Admittedly I haven't spent much time fishing the lower, but I've had some success there. If what I write sounds authoritative, keep my first sentence in mind.

I've caught fish in the lower  because I listened to everything John Henning told me and because I tend to fish weeds on new(er) water.  John fished the lower river hour after hour, year after year until he passed away in 2007.

Muskies love eddys.  Muskies also love weeds.

The first time I fished the lower i listened to John and pounded eddys.  We caught three fish all on Perchbaits in three hours.  All were caught trolling and all were caught in depths between 15 and 35 feet of water.  For the first hour we pulled lures with little confidence, but when we saw a black Lund set up shop, John's black Lund, where we were fishing, we knew we were in the right kind of spot. Talk about confidence.  Why did we quit after three hours?  We couldn't see ten feet because of blowing snow.

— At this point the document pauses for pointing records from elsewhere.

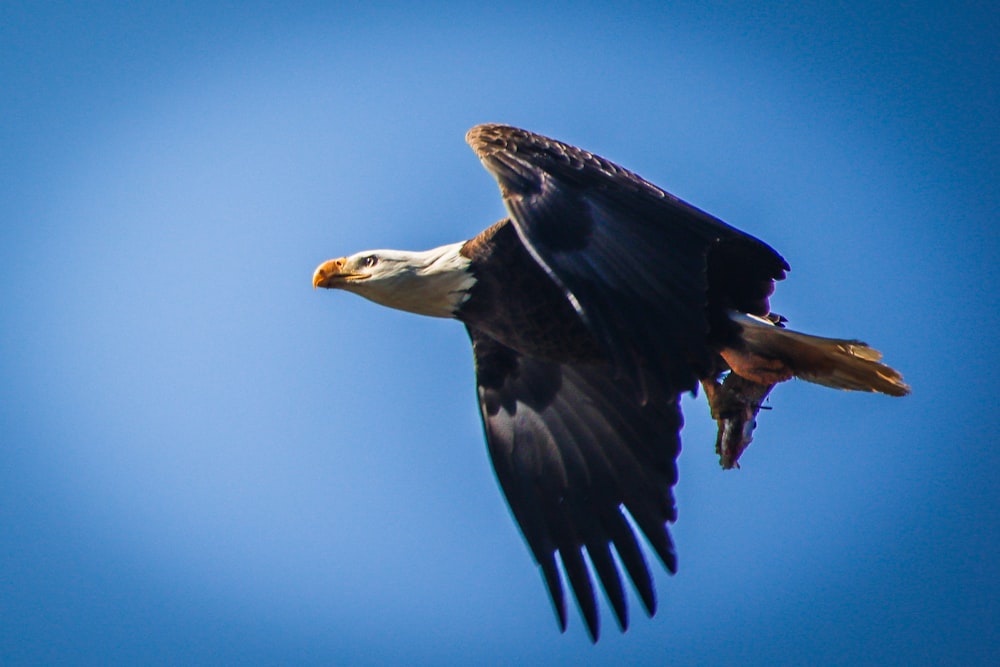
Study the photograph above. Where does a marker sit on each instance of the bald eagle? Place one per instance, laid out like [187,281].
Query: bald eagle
[591,308]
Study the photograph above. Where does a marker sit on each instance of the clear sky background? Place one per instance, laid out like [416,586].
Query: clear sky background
[205,461]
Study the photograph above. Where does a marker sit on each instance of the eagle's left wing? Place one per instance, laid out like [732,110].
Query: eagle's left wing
[571,448]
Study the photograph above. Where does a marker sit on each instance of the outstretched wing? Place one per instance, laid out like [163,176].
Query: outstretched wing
[629,256]
[571,448]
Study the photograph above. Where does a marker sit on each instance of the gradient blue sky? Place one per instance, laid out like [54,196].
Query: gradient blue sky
[204,461]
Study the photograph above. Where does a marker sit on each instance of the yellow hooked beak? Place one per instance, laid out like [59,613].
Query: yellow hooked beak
[331,273]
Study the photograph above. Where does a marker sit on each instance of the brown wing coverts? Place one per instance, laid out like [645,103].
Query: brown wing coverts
[570,447]
[632,258]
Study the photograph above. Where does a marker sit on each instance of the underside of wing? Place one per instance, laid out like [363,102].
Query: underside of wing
[633,259]
[573,450]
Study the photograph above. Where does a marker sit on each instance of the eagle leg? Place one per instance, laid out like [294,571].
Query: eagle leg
[734,404]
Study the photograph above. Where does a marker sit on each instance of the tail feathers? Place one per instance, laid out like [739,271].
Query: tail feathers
[841,364]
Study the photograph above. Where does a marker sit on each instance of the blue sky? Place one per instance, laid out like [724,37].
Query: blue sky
[205,461]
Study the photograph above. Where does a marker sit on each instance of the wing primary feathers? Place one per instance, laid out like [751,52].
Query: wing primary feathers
[550,572]
[575,456]
[583,588]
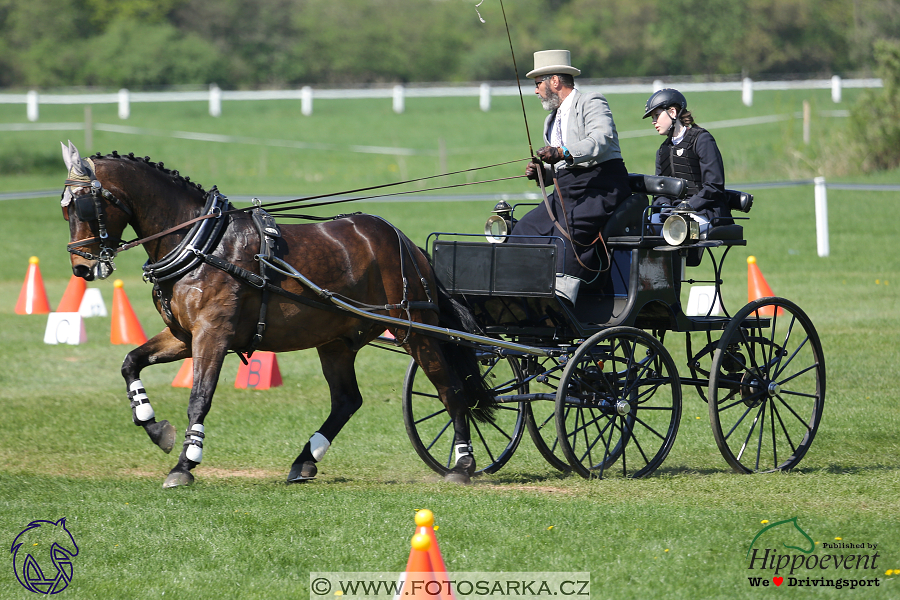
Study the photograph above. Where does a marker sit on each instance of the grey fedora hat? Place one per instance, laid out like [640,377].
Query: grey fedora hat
[552,62]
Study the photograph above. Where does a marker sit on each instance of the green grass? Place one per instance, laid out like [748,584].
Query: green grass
[67,446]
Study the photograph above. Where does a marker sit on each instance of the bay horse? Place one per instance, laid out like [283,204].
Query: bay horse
[204,263]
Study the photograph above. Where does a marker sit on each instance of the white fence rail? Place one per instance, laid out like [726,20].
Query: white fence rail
[398,93]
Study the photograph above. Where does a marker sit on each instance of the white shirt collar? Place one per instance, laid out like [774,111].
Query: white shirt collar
[562,113]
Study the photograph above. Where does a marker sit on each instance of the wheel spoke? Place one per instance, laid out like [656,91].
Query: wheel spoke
[783,428]
[793,412]
[749,433]
[746,412]
[799,373]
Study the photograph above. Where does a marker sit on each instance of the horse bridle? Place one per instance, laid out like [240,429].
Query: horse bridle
[89,208]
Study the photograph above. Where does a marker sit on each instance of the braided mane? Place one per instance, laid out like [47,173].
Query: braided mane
[158,166]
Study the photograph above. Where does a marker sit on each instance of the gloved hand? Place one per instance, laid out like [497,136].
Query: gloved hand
[531,170]
[550,155]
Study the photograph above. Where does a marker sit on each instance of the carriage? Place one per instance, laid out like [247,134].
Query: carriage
[497,347]
[592,381]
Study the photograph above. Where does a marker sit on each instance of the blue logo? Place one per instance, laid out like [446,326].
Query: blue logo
[42,556]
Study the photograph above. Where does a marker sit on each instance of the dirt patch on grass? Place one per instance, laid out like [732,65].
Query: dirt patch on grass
[542,489]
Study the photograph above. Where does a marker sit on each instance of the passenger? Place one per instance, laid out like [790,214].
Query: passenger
[582,148]
[689,152]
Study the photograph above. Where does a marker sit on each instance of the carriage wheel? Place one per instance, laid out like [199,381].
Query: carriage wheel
[767,387]
[431,432]
[541,414]
[618,405]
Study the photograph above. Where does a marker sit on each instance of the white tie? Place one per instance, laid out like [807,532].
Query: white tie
[556,133]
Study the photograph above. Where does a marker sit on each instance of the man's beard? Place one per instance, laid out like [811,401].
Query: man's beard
[551,102]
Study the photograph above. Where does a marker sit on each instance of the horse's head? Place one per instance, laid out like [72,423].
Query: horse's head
[96,218]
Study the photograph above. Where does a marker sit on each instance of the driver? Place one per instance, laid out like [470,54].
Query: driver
[689,152]
[584,157]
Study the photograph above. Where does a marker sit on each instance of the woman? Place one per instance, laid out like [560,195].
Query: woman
[689,152]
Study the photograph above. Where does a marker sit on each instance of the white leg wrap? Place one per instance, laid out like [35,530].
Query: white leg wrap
[318,445]
[194,451]
[140,402]
[463,450]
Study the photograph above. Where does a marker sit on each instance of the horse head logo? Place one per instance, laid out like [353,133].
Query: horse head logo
[788,531]
[52,544]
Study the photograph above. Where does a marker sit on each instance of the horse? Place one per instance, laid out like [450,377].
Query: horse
[213,297]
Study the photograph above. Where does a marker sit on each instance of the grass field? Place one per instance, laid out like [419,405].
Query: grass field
[68,449]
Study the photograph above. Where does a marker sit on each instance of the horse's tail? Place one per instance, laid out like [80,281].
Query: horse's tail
[463,359]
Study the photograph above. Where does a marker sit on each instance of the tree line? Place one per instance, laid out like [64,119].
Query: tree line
[237,44]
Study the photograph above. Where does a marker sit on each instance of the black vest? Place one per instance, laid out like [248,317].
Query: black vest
[681,160]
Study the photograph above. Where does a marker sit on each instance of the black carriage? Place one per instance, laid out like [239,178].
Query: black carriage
[591,380]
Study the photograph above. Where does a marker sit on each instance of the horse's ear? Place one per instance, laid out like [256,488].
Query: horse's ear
[66,158]
[71,157]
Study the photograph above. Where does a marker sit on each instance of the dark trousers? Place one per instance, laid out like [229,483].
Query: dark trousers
[589,196]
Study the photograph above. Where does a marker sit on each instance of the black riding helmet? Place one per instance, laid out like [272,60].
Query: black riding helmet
[664,99]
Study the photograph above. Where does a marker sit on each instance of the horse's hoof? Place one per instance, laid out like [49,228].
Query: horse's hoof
[460,477]
[162,434]
[178,479]
[300,472]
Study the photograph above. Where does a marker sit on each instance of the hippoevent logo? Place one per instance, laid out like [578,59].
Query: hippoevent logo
[783,553]
[42,556]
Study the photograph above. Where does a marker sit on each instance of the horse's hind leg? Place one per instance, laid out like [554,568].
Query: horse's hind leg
[433,361]
[162,348]
[338,367]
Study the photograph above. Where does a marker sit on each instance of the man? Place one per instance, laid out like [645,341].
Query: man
[584,157]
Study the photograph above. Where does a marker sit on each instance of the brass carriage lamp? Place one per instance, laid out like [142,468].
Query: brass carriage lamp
[680,228]
[499,224]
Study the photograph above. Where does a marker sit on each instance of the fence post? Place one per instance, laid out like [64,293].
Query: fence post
[747,91]
[836,89]
[484,100]
[807,117]
[821,194]
[398,99]
[306,100]
[215,101]
[31,105]
[124,106]
[88,128]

I troll the large eddys of the lower almost uniformly.  I start heading down or upstream fishing tight to the shore in 12 feet or so of water  with a shallow spread.  I turn and drop the lures deeper and head back to where I started in 30 feet of water.  I turn and head back in 15' to 20'.  I turn and head back in 35'.  After a few of these circuits I'll criss cross troll the eddy with my lures closer to shore up in the collum and my outside lures deeper.  I like to troll eddys until the GPS screen is pink.  (I use pink for my tracks.) Then I'll run to another Eddy or troll to one.

I generally troll Perchbaits and the occasional Depth Raider in the lower. If the water is clear, and I'll get to clarity next, I like white. If the water is mud, I like orange.

Here's a tip on how to find an eddy. If you see a steelhead boat stop their drift, fish where they stopped.  Or you could just start by trolling in Peggy's Eddy.  That's were I started and it's as good a place as any.

John told me to fish the lower when the water temperatures were 45 degrees and lower.  The problem with fishing late in the season is clarity.  In the lower clarity is paramount.  I'll fish the upper when it's muddy because it's easy for me.  I know the upper and I keep my boat at Rich.  In the lower the old adage holds particularly true, $#!t rolls downhill.  If it blows, so does Lake Erie.  The upper gets muddy and the lower gets worse.  Target times when there is at least two feet of visibility.  Any more is greedy, but always welcomed.  Give me cold water, three feet of visibility and some weather blowing in and I'm a cocky SOB on the lower tier.

I have trolled and cast the weed beds in the lower.  I saw my share of fish, but only one committed casting.  It was a solid fish, maybe mid-forty, but it threw the bucktail.  Any casting advise I would give you for the lower would merely be speculative.

Here's the best advise I can give you.  Check out John Henning's release reports from 2005 backwards.  John was pretty precise with his entries.  Everything you need to know, coupled with what I've typed, is in those reports.


The fish above is my largest, by far, lower musky.  I doubt I'll ever beat her.  She crushed a white and silver Perchbait back 80 feet in 25 feet of water in an Eddy on the Canadian side.  There are monsters in the lower river.  Put your time in and pop one.  Best of luck.

wow! such great information! thank you for your reply!

No problem, Derek. I hope you score huge in the lower.

I was casting around the lower last week for salmon and had a musky follow my spoon so it got me thinking about targeting them down there. Found this post while poking around - thanks for all the info Scott!

No problem, Phil.  There is oodles of good advice on our website. Best of luck in the lower and everywhere else.